Speaking of those moments at the end that are clearly attempting to wrap everything up in a way that they didn’t get to do on the stage it’s hard not to wonder, wait a second, shouldn’t Jane Fonda have left the day before? Oh, never mind. CALIFORNIA SUITE doesn’t really have the sort of verisimilitude where that matters. In addition to Smith’s win at the real Oscars, Simon was nominated for adapted screenplay and the replications of the hotel (largely shot on stage) were nominated in the Art Direction category as well. I can remember Richard Donner in an old issue of Cinefantastique complaining about this when the production design in his own SUPERMAN (SUITE’s opening weekend competition, if you remember) was ignored but, well, that was where the acclaim went to at the time. It was the 70s. People crowded the theaters to see Neil Simon films, including this one, one after the other.

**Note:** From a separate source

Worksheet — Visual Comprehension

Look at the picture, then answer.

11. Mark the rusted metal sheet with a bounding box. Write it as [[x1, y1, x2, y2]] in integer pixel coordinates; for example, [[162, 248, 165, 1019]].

That doesn’t happen anymore and there isn’t really a present-day equivalent—Simon’s later iteration of the format LONDON SUITE didn’t last long on the stage and the filmed version wound up being made for NBC in 1996. I doubt the networks would be all that interested now either. Things change, as always. As for the present day, why did I even pull out CALIFORNIA SUITE to watch late that evening? Maybe because that damn Columbia sunburst logo has the ability to hypnotize me, however briefly, into thinking that it’s long ago and things will seem just a little more carefree. I suppose there are worse reasons.